Le conflit israélo-palestinien dans les déclarations de politique étrangère : rétrospective et introspection

Tragique de répétition

Lydie Polfer en 2003
Photo: SIP
d'Lëtzebuerger Land du 29.11.2024

Le monde ouvre les yeux. Le Monde ouvre les yeux mardi soir en publiant une tribune signée par les députés européens, présent et ancien, Raphaël Glucksmann et Daniel Cohn-Bendit, titrée « La France doit reconnaître l’État palestinien ». Ces progressistes « profondément attachés à l’existence d’Israël » jugent « insupportable, la destruction totale de Gaza, l’extension permanente de la colonisation en Cisjordanie, les plans à demi cachés, à demi publics, d’expulsion en masse des Palestiniens ». Glucksmann et Cohn-Bendit considèrent le 7 octobre comme « le plus abominable pogrom depuis la Shoah », mais estiment que le mandat d’arrêt émis la semaine dernière par la Cour pénale internationale contre le Premier ministre israélien et son ex-ministre de la Défense « n’a rien d’antisémite », comme Benyamin Netanyahu le prétend. À la répétition du terme « insupportable » suit celle du questionnement « comment ne pas voir ? ». Notamment : « Comment ne pas voir que, après avoir soutenu en sous-main le Hamas pendant des années, Benyamin Netanyahu épouse aujourd’hui les vues des pires extrémistes de son gouvernement qui rêvent d’un Israël allant de la mer au fleuve ? » Pour les auteurs, répéter le vœu d’un cessez-le-feu et de la libération des otages atteint ses limites. Rappeler l’attachement à la solution à deux États ne suffit pas non plus : « Il faut des actes forts qui montrent que nos mots ne sont pas que des mots ». La reconnaissance de l’État palestinien serait le premier d’entre eux. Particulièrement avec l’imminence de l’arrivée de Donald Trump à la présidence des États-Unis qui va laisser croire à Benyamin Netanyahu qu’il dispose d’un chèque en blanc dans sa dérive extrémiste.

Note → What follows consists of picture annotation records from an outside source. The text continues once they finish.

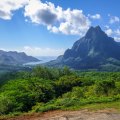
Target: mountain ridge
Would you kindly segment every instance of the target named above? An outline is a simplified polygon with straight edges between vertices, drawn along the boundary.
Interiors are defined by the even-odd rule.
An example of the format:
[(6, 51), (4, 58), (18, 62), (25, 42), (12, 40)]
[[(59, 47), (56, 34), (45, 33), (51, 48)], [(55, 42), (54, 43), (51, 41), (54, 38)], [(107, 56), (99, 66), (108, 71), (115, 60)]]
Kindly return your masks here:
[(37, 62), (37, 58), (26, 55), (24, 52), (0, 50), (0, 64), (21, 65), (28, 62)]
[(77, 40), (71, 49), (67, 49), (55, 61), (47, 63), (48, 66), (69, 66), (78, 70), (102, 69), (102, 66), (109, 64), (119, 67), (120, 45), (107, 36), (100, 26), (90, 27), (86, 35)]

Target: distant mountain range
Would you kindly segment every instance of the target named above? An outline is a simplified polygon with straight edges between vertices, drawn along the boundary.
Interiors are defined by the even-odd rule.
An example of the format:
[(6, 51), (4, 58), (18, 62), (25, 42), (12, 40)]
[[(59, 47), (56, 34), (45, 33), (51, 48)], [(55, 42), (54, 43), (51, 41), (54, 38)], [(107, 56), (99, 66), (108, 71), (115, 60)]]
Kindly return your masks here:
[(38, 62), (37, 58), (27, 56), (24, 52), (0, 50), (0, 65), (22, 65), (28, 62)]
[(99, 26), (90, 27), (64, 55), (47, 63), (48, 66), (69, 66), (77, 70), (120, 70), (120, 43), (108, 37)]

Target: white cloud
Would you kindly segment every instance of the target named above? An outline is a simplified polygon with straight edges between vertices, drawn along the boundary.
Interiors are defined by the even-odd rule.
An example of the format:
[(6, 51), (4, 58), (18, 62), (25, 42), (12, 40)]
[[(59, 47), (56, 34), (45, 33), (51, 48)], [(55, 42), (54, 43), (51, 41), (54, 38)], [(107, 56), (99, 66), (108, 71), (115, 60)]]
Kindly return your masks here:
[(117, 22), (120, 22), (120, 18), (119, 17), (117, 17), (117, 16), (110, 16), (110, 21), (109, 21), (110, 24), (117, 23)]
[(95, 15), (90, 15), (88, 14), (88, 17), (91, 18), (91, 19), (101, 19), (101, 15), (100, 14), (95, 14)]
[(105, 33), (106, 33), (108, 36), (110, 36), (110, 35), (113, 34), (113, 31), (112, 31), (112, 29), (108, 28), (107, 30), (105, 30)]
[(42, 3), (39, 0), (30, 0), (25, 6), (25, 17), (31, 22), (47, 26), (54, 33), (63, 33), (82, 36), (91, 25), (82, 10), (66, 9), (51, 2)]
[(10, 20), (13, 11), (25, 6), (29, 0), (0, 0), (0, 18)]
[(65, 49), (53, 49), (53, 48), (40, 48), (40, 47), (30, 47), (25, 46), (19, 51), (25, 52), (27, 55), (32, 56), (59, 56), (65, 52)]

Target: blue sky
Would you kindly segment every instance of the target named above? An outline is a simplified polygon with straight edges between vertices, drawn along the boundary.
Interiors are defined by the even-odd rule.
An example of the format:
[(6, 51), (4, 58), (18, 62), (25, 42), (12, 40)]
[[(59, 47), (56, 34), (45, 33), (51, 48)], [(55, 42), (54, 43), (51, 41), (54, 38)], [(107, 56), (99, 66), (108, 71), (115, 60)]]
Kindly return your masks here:
[(120, 41), (120, 0), (0, 1), (0, 49), (58, 56), (90, 26)]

En juin, lors du débat à la Chambre sur la pétition demandant à reconnaître la Palestine, le ministre des Affaires étrangères, Xavier Bettel (DP), avait promis d’ici la fin de l’année une « solution à la luxembourgeoise » s’il n’arrivait pas à lancer un élan international pour la reconnaissance. La semaine passée dans sa déclaration de politique étrangère, le vice-Premier ministre a fait savoir que sa « Mëttelwee » devait « malheureusement attendre que la situation permette de la mettre en place sereinement ». En quoi consiste cette solution ? À ouvrir une ambassade à Tel Aviv et un bureau de représentation à Ramallah (en Cisjordanie), a résumé Xavier Bettel devant les députés. Mais cela pourrait être interprété comme « une récompense à la guerre menée par Benyamin Netanyahu et ses ministres d’extrême droite », selon Bettel. En juin, ce dernier avait aussi brandi la question de la rétribution du terrorisme pour la reconnaissance de l’État palestinien : « Imaginez dire aux familles des otages, que vous allez reconnaître la Palestine alors que le fait générateur est le 7 octobre ».

La reconnaissance de l’État palestinien « ne donnerait rien de bon », selon Xavier Bettel qui ajoute de nouvelles conditions. Il faut que le Luxembourg s’associe à d’autres États (sachant que l’Espagne, l’Irlande, la Slovénie et la Norvège ont sauté le pas cette année), qu’un cessez-le-feu soit ordonné et que les otages soient libérés. Xavier Bettel entretiendrait en outre des contacts avec une douzaine de ses homologues représentant des pays qui n’ont pas encore reconnu la Palestine, « mais qui, comme nous, sont en faveur d’une adhésion à part entière de l’État palestinien aux Nations Unies ». « Une adhésion à l’ONU règlerait automatiquement la question de la reconnaissance », a complété le libéral, qui sait aussi qu’une adhésion requiert l’unanimité du Conseil de sécurité. La future représentante des États-Unis dans cet organe suprême, Elise Stefanik, accuse l’organisation basée à New York de « croupir dans l’antisémitisme ».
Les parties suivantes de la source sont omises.